After a little while we all went inside. Tom went up and looked at her and came back and said she was sleeping. He sat for a moment, glancing at his watch.

“Nice to meet you, Travis. Just… sorry that it had to be… to be…” His voice thickened and his mouth twisted, and he suddenly buried his face in his hands. Biddy hurried to him and shyly, hesitantly, put her hand on his shoulder.

“Tom. Please, Tom. It will work out.”

He sighed and straightened up and dug in his pocket for a handkerchief. His eyes still streaming, he said in a husky voice, “Sure, honey. It will all be peachy dandy by and by.” He mopped his eyes and blew his nose. “I apologize for myself too. See you around.” She followed him out and I heard him saying something about getting home late. The car door slammed. He drove out. She came back into the two-level living room. Her eyes looked moist.

“He’s… quite a guy, Travis.”

“Little tough to go back to the office and sell stocks and bonds, I guess.”

“What? Oh, he hasn’t done that in a long time now. Over two years. He started his own company.”

“Doing what?”

“It’s called Development Unlimited. It’s sort of a promotion company. They do a lot of land-syndication things. I don’t really know how it works, but it’s supposed to be a wonderful idea for people in high tax brackets, like doctors and so on. They pay a lot of interest in advance when they buy the land, and then they sell it later for capital gains. Tom is very clever at things like that. And they set up shares in apartment houses and do something very clever about depreciation and losses and cash flow and all that. He tried to explain it to me, but I have no head for that kind of thing. I guess he’s doing well because he has to go out of town a lot and arrange deals in other places too.

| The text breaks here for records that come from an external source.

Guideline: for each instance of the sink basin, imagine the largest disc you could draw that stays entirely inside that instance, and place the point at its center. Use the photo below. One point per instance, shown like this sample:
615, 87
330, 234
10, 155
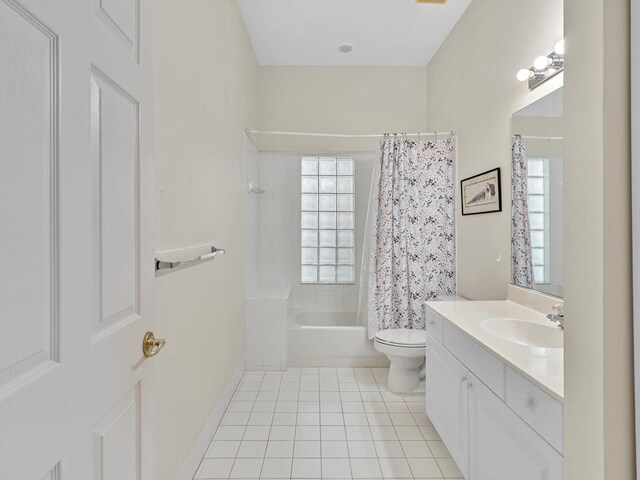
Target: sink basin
523, 332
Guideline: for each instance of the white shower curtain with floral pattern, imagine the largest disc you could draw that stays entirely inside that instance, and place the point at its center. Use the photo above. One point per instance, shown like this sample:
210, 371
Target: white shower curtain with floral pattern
521, 268
412, 239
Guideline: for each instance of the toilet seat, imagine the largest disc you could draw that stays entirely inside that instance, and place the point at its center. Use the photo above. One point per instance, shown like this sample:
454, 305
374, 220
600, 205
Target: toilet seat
402, 337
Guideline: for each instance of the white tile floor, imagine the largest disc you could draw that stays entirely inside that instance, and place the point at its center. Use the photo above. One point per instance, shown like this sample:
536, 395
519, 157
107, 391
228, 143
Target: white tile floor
329, 423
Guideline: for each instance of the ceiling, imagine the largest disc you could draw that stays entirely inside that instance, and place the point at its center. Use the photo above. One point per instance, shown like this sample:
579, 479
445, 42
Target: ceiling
383, 32
548, 106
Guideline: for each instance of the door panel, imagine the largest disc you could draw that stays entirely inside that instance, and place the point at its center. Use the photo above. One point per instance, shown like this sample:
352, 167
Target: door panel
117, 440
76, 294
114, 123
28, 226
122, 21
447, 401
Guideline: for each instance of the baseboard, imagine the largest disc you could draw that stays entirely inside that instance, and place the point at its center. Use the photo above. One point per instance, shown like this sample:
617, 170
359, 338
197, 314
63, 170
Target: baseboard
191, 464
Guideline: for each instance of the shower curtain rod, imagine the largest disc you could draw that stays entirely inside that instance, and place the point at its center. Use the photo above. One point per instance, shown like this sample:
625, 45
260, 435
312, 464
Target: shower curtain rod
341, 135
530, 137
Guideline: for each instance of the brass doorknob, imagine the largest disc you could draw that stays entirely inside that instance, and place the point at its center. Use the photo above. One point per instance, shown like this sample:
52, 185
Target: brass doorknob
151, 345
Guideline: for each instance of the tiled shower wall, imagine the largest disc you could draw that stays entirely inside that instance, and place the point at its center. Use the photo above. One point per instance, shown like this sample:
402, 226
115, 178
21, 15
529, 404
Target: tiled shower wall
279, 230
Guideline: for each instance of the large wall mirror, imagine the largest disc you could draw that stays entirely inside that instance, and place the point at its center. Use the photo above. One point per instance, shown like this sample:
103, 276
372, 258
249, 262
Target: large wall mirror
537, 193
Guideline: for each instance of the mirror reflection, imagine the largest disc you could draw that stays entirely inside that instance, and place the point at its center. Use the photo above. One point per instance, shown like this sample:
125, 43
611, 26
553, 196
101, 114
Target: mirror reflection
536, 204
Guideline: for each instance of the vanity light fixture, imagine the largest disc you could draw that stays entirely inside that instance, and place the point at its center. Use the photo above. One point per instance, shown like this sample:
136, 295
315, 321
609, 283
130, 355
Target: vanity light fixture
544, 67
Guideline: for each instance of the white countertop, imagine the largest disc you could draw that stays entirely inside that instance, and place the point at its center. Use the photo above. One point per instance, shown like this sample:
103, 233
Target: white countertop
543, 366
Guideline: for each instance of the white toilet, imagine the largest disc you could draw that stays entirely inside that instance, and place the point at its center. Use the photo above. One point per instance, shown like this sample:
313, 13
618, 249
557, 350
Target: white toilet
406, 350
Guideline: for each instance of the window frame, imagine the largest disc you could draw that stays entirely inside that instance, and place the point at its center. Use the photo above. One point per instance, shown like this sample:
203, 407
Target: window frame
336, 211
545, 230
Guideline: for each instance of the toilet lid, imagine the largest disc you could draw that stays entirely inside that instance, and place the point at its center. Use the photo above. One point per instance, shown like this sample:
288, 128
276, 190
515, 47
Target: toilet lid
404, 337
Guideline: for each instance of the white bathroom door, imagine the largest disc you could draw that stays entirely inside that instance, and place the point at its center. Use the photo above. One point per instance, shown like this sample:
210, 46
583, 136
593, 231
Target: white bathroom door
76, 247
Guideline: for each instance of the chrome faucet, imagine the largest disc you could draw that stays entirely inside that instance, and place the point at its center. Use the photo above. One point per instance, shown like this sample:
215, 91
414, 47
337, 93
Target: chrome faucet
558, 315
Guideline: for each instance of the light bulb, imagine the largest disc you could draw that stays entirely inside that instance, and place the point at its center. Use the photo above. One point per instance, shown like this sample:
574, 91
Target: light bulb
541, 63
523, 74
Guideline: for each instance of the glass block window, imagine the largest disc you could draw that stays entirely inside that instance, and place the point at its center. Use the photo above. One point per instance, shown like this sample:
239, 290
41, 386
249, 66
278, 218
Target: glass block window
538, 185
327, 220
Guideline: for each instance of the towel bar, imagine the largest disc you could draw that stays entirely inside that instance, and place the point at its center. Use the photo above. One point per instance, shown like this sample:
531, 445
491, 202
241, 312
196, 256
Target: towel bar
163, 264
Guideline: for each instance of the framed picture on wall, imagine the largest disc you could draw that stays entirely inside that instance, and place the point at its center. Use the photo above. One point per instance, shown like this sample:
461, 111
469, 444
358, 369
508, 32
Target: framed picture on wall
481, 193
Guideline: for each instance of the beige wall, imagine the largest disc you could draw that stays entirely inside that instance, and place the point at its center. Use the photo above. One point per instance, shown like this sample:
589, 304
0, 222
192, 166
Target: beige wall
599, 431
472, 89
348, 100
206, 95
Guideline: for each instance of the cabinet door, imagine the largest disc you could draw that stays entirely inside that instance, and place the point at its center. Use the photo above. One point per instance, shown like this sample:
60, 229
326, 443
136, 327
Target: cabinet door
447, 401
502, 446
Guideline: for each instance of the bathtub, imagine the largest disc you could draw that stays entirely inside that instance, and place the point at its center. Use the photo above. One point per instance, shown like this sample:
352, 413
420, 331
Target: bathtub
329, 339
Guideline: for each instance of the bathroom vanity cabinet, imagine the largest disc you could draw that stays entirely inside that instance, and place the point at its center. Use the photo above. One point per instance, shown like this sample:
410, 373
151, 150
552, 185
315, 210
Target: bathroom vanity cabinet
497, 424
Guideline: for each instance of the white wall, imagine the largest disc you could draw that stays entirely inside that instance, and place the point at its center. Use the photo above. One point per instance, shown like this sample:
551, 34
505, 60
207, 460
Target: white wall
598, 409
350, 100
205, 96
472, 89
347, 100
279, 231
251, 212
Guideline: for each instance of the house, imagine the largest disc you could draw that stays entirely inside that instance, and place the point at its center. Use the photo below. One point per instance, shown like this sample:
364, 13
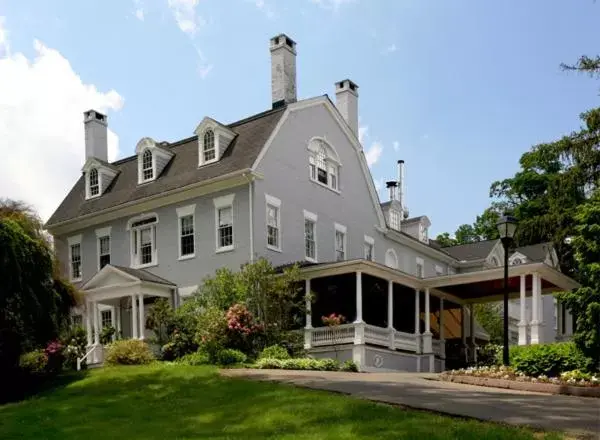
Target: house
290, 184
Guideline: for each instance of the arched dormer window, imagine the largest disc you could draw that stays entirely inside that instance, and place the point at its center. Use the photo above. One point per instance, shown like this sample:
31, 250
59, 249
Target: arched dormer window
208, 147
323, 164
94, 182
147, 166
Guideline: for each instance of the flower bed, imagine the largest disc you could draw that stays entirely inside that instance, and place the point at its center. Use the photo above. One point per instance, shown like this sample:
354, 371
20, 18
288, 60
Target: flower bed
571, 382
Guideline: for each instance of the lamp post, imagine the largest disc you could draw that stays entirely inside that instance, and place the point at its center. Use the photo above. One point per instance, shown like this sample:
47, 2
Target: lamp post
507, 225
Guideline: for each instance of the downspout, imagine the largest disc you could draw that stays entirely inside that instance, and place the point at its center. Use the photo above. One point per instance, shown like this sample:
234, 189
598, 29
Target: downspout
251, 214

To have Maurie the way she is makes… his success so kind of hollow. He is really a marvelous human being.”

“He seems to be.”

She wanted to show me her studio and her paintings. But she was making too obvious an effort to entertain me. The shine had gone out of her day. I said I should be getting along. I wrote out my address for her and told her to send me the name of the man who had bought the Likely Lady when she went through her mother’s papers.

We stood out by my car and told each other we hoped we’d see each other again someday. Maybe we did hope so. Hard to say.

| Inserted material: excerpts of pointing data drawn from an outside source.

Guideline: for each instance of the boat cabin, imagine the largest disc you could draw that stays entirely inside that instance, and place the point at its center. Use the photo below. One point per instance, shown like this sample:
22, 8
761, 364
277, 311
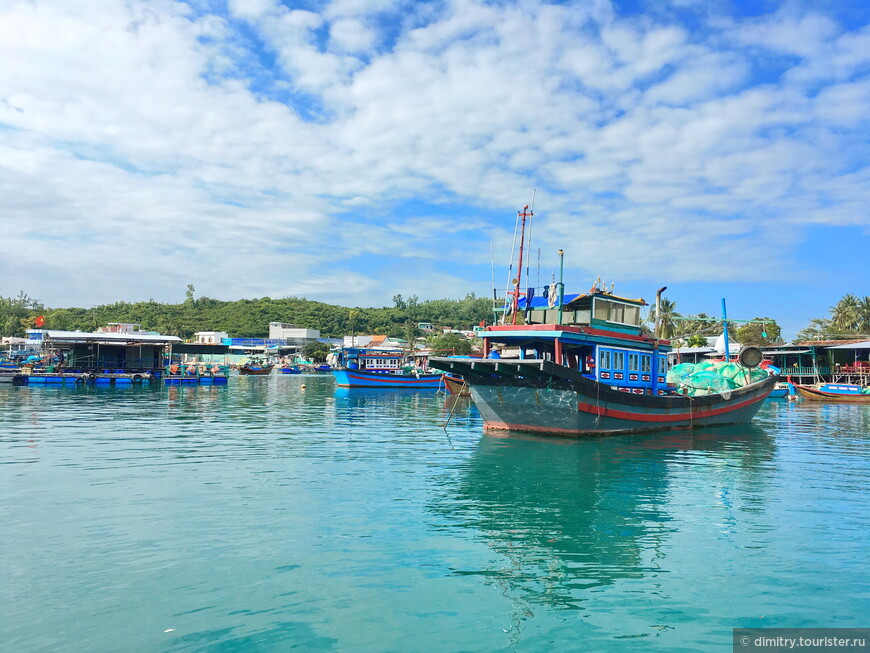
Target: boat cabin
371, 360
599, 334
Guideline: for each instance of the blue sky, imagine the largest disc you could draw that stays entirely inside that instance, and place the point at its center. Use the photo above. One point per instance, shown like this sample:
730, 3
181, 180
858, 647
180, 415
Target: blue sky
350, 150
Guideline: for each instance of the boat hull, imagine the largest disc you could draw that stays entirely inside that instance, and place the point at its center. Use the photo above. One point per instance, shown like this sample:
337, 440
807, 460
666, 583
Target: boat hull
362, 379
247, 371
456, 386
818, 395
540, 397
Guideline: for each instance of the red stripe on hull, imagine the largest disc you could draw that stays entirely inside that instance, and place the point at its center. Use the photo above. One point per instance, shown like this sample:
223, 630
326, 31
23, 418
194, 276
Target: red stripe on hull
385, 379
662, 418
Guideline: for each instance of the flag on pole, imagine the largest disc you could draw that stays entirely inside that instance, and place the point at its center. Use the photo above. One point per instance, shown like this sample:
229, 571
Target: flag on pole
553, 295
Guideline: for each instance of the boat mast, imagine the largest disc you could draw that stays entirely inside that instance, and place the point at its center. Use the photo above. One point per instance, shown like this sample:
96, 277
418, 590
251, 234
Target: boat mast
525, 213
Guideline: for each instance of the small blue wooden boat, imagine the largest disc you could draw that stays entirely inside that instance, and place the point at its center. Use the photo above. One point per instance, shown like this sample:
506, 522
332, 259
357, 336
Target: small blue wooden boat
379, 368
781, 390
835, 392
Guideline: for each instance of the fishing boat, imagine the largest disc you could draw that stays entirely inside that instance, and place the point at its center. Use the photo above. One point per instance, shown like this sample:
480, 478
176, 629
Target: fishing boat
380, 368
456, 385
781, 390
586, 366
835, 392
255, 368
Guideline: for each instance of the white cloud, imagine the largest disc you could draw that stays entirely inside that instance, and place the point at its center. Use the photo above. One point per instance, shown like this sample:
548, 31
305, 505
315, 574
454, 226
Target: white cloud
164, 136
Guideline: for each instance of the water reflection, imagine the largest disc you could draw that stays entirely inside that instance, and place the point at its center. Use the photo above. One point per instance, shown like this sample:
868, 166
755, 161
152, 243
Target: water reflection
568, 517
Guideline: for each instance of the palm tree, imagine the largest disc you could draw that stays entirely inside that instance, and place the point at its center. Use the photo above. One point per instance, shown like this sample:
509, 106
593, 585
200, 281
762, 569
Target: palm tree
667, 326
846, 314
864, 315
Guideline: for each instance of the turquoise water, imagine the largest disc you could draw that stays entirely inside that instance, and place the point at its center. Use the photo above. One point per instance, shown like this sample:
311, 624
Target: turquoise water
265, 516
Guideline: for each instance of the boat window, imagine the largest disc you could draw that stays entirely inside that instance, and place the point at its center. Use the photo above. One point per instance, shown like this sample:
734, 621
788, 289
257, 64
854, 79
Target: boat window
617, 313
618, 360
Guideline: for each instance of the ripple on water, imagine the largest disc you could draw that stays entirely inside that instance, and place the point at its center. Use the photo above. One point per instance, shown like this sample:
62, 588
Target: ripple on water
265, 515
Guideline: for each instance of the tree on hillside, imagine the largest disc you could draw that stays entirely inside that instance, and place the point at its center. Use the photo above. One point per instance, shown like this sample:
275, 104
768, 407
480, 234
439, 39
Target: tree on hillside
757, 332
848, 317
818, 329
667, 324
846, 313
18, 313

I got back to the Wahini Lodge at three. I stretched out on the bed and told myself that it had to be the end of the obligation, if there was any. I had taken a good look. It was a sorry little situation. Prognosis bad. When you can’t identify the disease, the prognosis is always bad. And two nice people, Tom Pike and Bridget Pearson, were stuck with it. Maybe if Maurie could knock herself off in such a way that Tom wouldn’t blame Biddy and she wouldn’t blame him or herself, they might be able to make a life. A lot of widowers have married kid sisters and enjoyed it.

The restlessness was back in full force. I didn’t want to go home to Lauderdale. I didn’t want to stay where I was. And I couldn’t think of anywhere to go. I felt like a bored kid on a rainy day. Maurie kept sliding into my mind and I kept pushing her out. Go away, woman. Have a nice sleep.

I went into the bathroom. I glanced at my toilet-article kit atop the pale yellow formica of the countertop, and my random restless thoughts were gone in an instant, and I was totally focused, the back of my neck feeling prickly and cool.

Caution is like the seat belt habit. If you are going to -use seat belts, then you’d better make it automatic by latching your belt every single time you get into the car. Then you stop thinking about the seat belt and you do not have to make any decisions about seat belts because you are always strapped in.